COM A PALAVRA, A DEFESA DE ANTONIO PALOCCI:

“A defesa de Antonio Palocci informa que, em seu depoimento à Polícia Federal nesta quinta-feira (29), o ex-ministro demonstrou, uma por uma, que as acusações não são procedentes. Os policiais atribuem a Palocci uma suposta atuação em favor da aprovação da Medida Provisória 460/2009, que reduziria tributos para construtoras. Ficou demonstrado que, como consta dos anais da Câmara Federal, Palocci, como deputado, votou contra a referida MP. O então parlamentar também se empenhou para que o presidente da República vetasse a MP 460, pois considerava que ela causaria um rombo fiscal no Tesouro Nacional.

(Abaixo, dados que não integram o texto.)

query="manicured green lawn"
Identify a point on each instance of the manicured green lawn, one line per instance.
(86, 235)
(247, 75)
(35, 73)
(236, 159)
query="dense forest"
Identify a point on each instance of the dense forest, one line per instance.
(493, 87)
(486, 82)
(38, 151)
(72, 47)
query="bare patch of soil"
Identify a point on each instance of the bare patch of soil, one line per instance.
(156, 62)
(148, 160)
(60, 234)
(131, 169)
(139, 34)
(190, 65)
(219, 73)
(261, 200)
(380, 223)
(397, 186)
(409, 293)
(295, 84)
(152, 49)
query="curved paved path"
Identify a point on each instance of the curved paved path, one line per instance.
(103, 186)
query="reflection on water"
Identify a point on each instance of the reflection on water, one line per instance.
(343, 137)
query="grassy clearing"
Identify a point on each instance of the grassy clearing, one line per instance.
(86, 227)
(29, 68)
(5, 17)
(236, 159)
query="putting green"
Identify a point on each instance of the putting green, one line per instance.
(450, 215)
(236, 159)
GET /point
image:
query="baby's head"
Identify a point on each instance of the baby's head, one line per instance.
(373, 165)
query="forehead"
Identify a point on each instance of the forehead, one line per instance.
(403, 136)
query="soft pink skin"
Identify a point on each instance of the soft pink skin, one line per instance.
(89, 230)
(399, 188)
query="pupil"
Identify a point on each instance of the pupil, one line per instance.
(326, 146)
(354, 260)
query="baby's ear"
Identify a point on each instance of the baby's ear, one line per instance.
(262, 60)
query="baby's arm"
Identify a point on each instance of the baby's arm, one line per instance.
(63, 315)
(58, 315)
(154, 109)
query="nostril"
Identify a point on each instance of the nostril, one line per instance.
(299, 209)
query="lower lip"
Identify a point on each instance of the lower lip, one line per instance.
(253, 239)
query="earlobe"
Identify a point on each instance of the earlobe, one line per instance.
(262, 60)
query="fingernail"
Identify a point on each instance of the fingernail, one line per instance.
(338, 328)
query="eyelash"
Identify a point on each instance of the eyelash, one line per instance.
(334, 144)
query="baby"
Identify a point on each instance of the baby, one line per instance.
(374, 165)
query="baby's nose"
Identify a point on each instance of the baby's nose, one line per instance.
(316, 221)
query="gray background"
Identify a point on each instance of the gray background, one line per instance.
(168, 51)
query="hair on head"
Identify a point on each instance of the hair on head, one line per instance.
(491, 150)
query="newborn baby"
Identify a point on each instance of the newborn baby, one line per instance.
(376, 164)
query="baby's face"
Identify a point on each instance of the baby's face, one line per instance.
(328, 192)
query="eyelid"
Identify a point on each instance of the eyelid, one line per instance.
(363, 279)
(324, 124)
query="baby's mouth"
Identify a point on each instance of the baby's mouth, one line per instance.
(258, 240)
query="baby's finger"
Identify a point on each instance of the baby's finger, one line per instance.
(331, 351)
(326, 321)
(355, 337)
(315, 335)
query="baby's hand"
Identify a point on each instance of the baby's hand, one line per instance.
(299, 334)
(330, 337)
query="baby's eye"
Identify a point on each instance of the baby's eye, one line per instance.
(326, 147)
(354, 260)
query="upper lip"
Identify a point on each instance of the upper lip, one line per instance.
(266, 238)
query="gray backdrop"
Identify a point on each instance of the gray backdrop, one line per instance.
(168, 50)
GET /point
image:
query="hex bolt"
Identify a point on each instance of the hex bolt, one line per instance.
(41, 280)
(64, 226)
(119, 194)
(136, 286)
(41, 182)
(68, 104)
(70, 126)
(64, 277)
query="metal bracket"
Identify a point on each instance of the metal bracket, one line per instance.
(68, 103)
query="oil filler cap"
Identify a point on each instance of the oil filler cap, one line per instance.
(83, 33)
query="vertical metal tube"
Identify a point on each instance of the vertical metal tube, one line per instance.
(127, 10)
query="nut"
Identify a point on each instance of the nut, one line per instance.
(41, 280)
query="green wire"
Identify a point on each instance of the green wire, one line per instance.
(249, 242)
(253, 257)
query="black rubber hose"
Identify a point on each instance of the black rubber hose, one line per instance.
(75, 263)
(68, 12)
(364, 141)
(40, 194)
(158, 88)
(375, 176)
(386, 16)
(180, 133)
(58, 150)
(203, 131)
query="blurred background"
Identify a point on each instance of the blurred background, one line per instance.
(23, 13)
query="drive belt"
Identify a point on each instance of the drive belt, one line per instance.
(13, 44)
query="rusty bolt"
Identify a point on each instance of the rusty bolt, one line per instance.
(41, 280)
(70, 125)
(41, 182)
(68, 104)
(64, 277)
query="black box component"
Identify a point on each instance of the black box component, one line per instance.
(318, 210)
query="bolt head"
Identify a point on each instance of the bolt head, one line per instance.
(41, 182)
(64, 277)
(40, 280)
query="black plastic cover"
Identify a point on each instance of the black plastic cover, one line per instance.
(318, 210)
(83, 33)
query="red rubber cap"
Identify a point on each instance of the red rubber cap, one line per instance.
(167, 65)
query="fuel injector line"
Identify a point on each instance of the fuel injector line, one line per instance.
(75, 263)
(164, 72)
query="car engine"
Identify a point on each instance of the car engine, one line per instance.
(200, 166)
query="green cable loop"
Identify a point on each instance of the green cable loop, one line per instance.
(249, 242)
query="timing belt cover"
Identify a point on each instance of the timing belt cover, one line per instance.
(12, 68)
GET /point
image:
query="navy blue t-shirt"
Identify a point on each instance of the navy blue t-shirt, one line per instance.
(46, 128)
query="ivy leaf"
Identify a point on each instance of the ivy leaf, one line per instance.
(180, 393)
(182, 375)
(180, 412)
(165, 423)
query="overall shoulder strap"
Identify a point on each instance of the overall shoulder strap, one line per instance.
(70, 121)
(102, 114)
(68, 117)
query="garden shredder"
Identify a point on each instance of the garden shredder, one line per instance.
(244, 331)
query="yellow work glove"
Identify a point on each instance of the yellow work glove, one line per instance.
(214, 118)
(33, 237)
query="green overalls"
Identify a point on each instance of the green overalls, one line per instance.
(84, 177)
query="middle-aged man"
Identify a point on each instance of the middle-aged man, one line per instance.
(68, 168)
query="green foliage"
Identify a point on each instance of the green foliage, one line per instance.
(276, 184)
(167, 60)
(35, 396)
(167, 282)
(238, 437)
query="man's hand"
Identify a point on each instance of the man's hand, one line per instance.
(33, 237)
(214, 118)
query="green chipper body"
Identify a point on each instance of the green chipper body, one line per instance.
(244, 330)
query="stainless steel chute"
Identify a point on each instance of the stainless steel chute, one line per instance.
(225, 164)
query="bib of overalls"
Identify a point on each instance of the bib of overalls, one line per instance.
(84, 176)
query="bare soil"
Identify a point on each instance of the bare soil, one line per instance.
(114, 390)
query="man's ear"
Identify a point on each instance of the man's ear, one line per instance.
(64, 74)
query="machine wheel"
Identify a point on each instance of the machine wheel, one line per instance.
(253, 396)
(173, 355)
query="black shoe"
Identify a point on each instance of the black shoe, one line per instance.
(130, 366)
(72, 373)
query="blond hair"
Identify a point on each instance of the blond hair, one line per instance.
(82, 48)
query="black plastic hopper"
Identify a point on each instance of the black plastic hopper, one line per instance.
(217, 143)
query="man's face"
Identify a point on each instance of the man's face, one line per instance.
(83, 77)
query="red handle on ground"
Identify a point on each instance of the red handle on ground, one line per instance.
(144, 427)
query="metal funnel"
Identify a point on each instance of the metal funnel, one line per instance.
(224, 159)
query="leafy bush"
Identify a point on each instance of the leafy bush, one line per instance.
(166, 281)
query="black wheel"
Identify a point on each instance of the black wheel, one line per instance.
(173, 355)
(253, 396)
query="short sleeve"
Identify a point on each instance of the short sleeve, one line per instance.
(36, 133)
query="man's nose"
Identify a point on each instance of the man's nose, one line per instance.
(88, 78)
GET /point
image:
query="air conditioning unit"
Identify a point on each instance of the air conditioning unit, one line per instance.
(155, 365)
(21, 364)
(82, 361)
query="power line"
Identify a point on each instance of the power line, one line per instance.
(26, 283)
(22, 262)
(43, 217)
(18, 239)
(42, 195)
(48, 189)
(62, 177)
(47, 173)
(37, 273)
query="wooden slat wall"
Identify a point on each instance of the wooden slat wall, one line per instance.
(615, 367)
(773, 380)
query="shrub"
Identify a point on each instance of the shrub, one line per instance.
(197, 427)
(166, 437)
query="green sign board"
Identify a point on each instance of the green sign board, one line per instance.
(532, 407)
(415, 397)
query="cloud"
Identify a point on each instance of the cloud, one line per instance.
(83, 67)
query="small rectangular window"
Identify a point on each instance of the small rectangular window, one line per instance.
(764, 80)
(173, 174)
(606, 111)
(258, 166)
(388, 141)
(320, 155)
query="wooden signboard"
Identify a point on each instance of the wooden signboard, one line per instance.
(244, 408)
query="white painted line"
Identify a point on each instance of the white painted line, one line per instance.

A defesa de Palocci demonstrou que o apelido italiano, utilizado por executivos da Odebrecht, não se refere ao ex-ministro. Existe em poder da PF uma mensagem de e-mail de Marcelo Odebrecht a Marcio Faria (executivo ligado à empreiteira) na qual ele se refere a tal pessoa como sendo uma mulher. “Estive com a Itália, ela saiu da reunião e voltou”, diz um trecho. Portanto tal pessoa não pode ser Palocci. Há também uma mensagem na qual Palocci e ‘italiano’ são mencionados, mostrando que se tratavam de pessoas diferentes. Resta, portanto, que italiano é um apelido à procura de um personagem.

No depoimento de mais de três horas, Antonio Palocci mostrou ainda que era contrário à concessão de empréstimos pelo BNDES a grandes empresas em condições especiais e que, portanto, não faz sentido acusá-lo de ter interferido no banco em favor da Odebrecht ou qualquer outra empresa. “Como ministro ele tinha que se relacionar com todos os empresários de setores produtivos”, afirma José Roberto Batochio em relação aos questionamentos da imprensa sobre encontros de Palocci com executivos de grandes empresas.

Por fim, cabe reafirmar que Palocci jamais recebeu quaisquer valores da Odebrecht ou vantagens indevidas. E também que sua consultoria nunca teve contratos com empresas que tivessem relação com entes públicos.”